There is a method to the madness of performance!

Eduardo Madrid

75 mins
intermediate
advanced
11:00-12:30, Friday, 5th July 2024

We have something crazy to share with you:

We just wanted a good comparison to assess the performance of our programming techniques and library. We chose to implement very well known and important tasks, like string length or conversion of string to integer, because this would let us compare against hopefully the best, like the standard C library implementation of GLIBC, it does not get more real than comparing against a project that literally runs the world.

To our astonishment, not only our performance held its ground, but comprehensively beat that of GLIBC, and anything else!

The craziest thing about this is that GLIBC's code shows large amount of work, sophisticated programming techniques, also the use of platform-specific, handcrafted assembler, that goes to extremes such as, to name one example, of trying "saving some code size by microfusing VPMINU with the [32 byte data load]", yet, all of that effort is beaten by simple, understandable code, that you can see did not take much effort either --and without us even meaning to, our object code size is a small fraction of theirs.

How is this madness possible of working much less, while writing direct and understandable code and still get at times twice the performance, at times portable C++ matching hand crafted assembly with SIMD instructions?

There is a method to this madness!

  1. You put the knowledge of what performs well into infrastructure code, so that when programmers use this library they benefit automatically. In practice only C++ allows you to do this.
  2. This infrastructure needs to compose in a way that the compiler optimizer can fully do its job
  3. It needs to help the programmer express things in performance-friendly ways, one key to save effort
  4. Avoiding pitfalls that would impede the processor use its full capabilities, especially those related to "out of order" execution.
  5. Avoiding the pitfall of "additive bias".

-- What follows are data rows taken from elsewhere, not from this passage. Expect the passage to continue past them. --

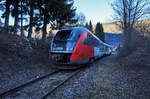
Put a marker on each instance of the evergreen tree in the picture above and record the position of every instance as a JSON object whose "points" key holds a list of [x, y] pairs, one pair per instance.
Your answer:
{"points": [[90, 26], [87, 25], [99, 31]]}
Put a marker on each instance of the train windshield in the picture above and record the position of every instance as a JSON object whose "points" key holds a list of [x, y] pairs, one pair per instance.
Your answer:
{"points": [[64, 35]]}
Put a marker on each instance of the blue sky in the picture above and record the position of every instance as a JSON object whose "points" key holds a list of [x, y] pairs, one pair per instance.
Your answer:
{"points": [[95, 10]]}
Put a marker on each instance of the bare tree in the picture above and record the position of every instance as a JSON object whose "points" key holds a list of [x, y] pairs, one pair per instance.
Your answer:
{"points": [[130, 11]]}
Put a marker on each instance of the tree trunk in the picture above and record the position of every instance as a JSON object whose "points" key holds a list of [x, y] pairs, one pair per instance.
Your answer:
{"points": [[16, 17], [22, 33], [31, 21], [7, 14], [44, 27]]}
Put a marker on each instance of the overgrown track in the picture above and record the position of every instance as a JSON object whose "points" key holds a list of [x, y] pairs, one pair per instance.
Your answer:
{"points": [[50, 90], [60, 84], [27, 84]]}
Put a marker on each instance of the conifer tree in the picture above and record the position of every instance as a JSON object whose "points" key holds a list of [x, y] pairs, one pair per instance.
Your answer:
{"points": [[90, 26]]}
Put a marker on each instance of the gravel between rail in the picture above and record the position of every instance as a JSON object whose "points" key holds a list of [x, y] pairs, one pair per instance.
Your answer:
{"points": [[106, 79]]}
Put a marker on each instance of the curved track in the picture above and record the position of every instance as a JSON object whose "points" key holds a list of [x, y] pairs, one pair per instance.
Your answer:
{"points": [[70, 74], [27, 84], [60, 84]]}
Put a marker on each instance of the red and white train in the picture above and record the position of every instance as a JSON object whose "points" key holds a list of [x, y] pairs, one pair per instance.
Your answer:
{"points": [[76, 45]]}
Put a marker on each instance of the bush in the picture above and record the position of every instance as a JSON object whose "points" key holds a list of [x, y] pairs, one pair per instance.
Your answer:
{"points": [[135, 50]]}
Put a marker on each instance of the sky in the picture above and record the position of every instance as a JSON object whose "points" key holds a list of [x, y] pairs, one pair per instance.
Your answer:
{"points": [[95, 10]]}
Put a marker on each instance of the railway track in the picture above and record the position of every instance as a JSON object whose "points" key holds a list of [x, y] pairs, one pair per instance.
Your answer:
{"points": [[9, 93]]}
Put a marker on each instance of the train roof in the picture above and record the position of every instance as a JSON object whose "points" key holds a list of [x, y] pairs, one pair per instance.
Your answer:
{"points": [[75, 28]]}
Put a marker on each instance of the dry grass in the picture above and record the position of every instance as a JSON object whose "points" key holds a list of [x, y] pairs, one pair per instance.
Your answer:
{"points": [[135, 51]]}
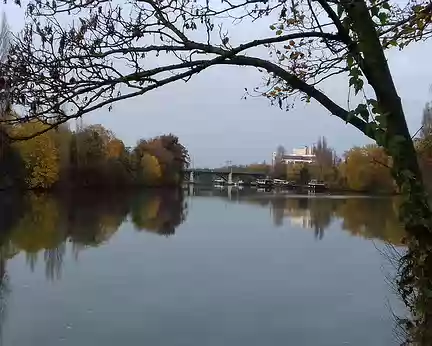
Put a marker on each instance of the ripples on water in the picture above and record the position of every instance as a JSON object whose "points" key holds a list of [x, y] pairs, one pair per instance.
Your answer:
{"points": [[212, 268]]}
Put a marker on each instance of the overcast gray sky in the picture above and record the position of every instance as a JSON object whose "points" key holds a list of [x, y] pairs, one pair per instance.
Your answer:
{"points": [[216, 125]]}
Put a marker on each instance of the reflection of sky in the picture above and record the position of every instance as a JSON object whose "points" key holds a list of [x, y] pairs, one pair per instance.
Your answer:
{"points": [[227, 277], [216, 125]]}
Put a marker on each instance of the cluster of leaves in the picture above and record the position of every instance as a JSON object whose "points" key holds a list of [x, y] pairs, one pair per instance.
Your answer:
{"points": [[88, 157], [367, 169]]}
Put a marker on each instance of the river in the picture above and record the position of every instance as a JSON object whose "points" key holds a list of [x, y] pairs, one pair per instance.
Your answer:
{"points": [[209, 268]]}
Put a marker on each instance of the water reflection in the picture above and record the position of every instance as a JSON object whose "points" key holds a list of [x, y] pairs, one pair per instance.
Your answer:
{"points": [[41, 226]]}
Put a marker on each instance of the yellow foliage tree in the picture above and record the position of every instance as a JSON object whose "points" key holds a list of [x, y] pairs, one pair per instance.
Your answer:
{"points": [[40, 155], [151, 168], [367, 169]]}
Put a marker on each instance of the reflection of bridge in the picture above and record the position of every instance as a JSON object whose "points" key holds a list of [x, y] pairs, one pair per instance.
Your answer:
{"points": [[228, 176]]}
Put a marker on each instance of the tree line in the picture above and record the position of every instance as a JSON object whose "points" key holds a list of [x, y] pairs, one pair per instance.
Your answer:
{"points": [[88, 157], [361, 168]]}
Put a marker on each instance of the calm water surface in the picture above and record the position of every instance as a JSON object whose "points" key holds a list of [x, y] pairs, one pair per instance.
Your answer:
{"points": [[215, 268]]}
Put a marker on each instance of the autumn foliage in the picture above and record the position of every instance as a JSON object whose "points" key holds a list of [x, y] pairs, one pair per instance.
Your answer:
{"points": [[90, 157]]}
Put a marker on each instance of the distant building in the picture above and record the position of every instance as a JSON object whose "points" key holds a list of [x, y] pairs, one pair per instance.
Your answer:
{"points": [[302, 155]]}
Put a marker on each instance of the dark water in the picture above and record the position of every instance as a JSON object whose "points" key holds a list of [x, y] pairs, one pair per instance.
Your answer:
{"points": [[216, 268]]}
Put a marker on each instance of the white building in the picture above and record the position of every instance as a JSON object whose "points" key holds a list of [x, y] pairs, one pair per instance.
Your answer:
{"points": [[302, 155]]}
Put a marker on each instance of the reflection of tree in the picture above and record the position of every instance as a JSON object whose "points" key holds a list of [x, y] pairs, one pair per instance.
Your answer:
{"points": [[93, 218], [315, 213], [161, 213], [415, 288], [371, 218], [366, 217], [11, 207]]}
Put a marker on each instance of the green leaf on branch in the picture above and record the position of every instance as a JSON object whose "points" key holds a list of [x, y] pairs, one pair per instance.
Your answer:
{"points": [[362, 111]]}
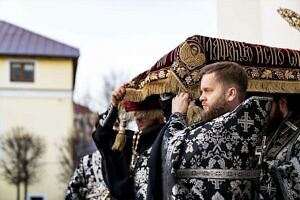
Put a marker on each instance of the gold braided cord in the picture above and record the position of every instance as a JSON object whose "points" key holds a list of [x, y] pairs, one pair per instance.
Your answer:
{"points": [[290, 16]]}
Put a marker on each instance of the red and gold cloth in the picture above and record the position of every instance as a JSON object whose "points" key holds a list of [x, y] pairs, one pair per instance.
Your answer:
{"points": [[269, 69]]}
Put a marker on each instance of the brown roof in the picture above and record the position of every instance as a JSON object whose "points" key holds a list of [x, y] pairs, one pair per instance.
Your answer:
{"points": [[15, 40]]}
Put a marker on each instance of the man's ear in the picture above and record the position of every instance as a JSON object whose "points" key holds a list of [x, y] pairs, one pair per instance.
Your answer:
{"points": [[231, 94]]}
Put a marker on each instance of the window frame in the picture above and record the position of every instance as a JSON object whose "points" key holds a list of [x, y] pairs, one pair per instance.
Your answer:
{"points": [[22, 77]]}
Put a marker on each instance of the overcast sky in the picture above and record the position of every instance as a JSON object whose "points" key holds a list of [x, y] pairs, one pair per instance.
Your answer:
{"points": [[120, 35]]}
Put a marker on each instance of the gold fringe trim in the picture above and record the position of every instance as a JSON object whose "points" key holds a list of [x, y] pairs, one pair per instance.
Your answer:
{"points": [[173, 85], [169, 85]]}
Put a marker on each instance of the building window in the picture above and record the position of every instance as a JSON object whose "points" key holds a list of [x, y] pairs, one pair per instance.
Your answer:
{"points": [[22, 71]]}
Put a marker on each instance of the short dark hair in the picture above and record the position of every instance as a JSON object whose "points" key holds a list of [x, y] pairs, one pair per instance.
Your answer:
{"points": [[229, 73]]}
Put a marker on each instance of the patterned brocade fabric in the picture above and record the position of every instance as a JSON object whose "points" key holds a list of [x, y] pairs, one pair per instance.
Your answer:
{"points": [[87, 181], [270, 69], [140, 175], [215, 160], [281, 173]]}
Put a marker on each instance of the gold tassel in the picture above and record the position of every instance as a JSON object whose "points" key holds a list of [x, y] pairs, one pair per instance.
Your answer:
{"points": [[121, 137]]}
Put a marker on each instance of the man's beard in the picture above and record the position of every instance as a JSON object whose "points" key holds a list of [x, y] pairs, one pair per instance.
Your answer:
{"points": [[215, 110]]}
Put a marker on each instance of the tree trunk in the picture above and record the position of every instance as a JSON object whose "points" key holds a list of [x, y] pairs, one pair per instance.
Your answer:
{"points": [[25, 189], [18, 191]]}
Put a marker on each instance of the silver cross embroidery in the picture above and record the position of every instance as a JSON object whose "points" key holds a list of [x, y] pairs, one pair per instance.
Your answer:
{"points": [[246, 122], [216, 182]]}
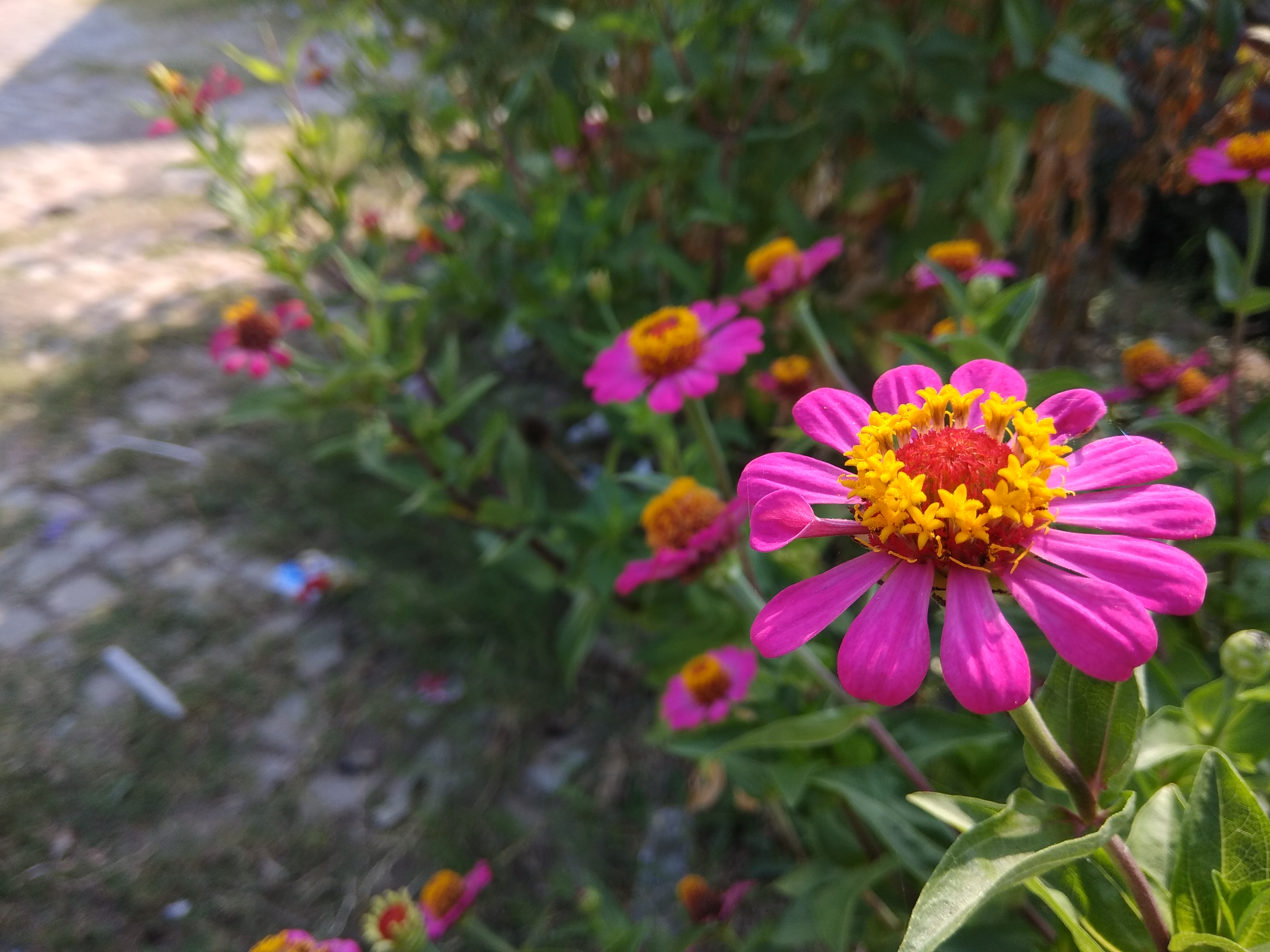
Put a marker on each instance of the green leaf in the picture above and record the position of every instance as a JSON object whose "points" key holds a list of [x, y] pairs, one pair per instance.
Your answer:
{"points": [[813, 730], [1095, 721], [1027, 839], [1203, 942], [1070, 65], [914, 848], [1225, 831], [578, 630], [262, 69], [1155, 836], [1227, 267], [959, 813]]}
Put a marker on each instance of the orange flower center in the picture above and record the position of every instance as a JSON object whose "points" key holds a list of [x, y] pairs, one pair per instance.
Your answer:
{"points": [[442, 893], [702, 902], [1145, 359], [392, 919], [667, 341], [790, 371], [761, 261], [1192, 384], [958, 257], [1250, 150], [707, 680], [677, 514]]}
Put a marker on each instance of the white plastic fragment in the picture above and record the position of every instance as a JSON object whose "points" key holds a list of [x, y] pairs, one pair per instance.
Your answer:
{"points": [[138, 677], [157, 447]]}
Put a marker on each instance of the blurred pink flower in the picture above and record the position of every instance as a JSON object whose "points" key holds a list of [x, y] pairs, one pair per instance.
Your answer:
{"points": [[708, 686], [675, 353]]}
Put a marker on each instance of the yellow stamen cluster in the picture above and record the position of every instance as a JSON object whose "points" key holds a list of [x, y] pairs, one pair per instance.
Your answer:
{"points": [[667, 341], [761, 261], [679, 513], [930, 487], [790, 370], [707, 680], [241, 310], [1250, 150], [442, 893], [959, 256]]}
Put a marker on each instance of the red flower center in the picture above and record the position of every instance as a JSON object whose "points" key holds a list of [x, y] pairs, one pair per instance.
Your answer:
{"points": [[392, 919], [702, 902], [667, 341], [707, 680], [258, 332]]}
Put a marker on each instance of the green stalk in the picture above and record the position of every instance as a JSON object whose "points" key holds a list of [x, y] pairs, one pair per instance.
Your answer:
{"points": [[812, 328], [700, 419], [482, 933], [1038, 734]]}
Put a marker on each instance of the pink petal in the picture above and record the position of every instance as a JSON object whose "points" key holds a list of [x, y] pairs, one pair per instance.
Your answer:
{"points": [[712, 314], [1097, 628], [802, 611], [1075, 413], [1150, 512], [680, 710], [1212, 165], [995, 377], [1164, 578], [815, 480], [888, 647], [741, 665], [900, 386], [1116, 461], [727, 348], [832, 417], [985, 664], [784, 516]]}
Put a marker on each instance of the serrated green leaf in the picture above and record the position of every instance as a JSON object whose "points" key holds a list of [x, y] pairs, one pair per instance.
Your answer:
{"points": [[1227, 267], [1027, 839], [1225, 831], [1069, 64], [803, 732], [1095, 721], [959, 813]]}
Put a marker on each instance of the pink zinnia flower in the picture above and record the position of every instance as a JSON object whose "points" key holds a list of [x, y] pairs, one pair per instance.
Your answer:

About 'what performs well': Examples of the following and more:

  1. "Branchless" programming: you do perhaps more total work, but deterministically
  2. Converting control dependencies into data dependencies
  3. Organizing the code to pay the performance penalty of a branch only once, and where it hurts the least
  4. Letting the optimizer keep assumptions
  5. Explicit "speculative" computation, and also "implicit".

From the benchmarks and source code comparisons you will see exactly how the professionally made code did not follow these recommendations and hurt themselves; better yet, you'll see how it is possible to make a library that makes it natural to follow these recommendations!... and how this can only be achieved in C++!

generic programming
templates
assembler
compiler explorer

Eduardo Madrid

I'm the lead of an Open Source little project that gives useful lessons about how to program in C++ for top performance. I've been a team and technology leader at big companies, including Snap, the maker of Snapchat and Hedge Funds that do automated and high frequency trading.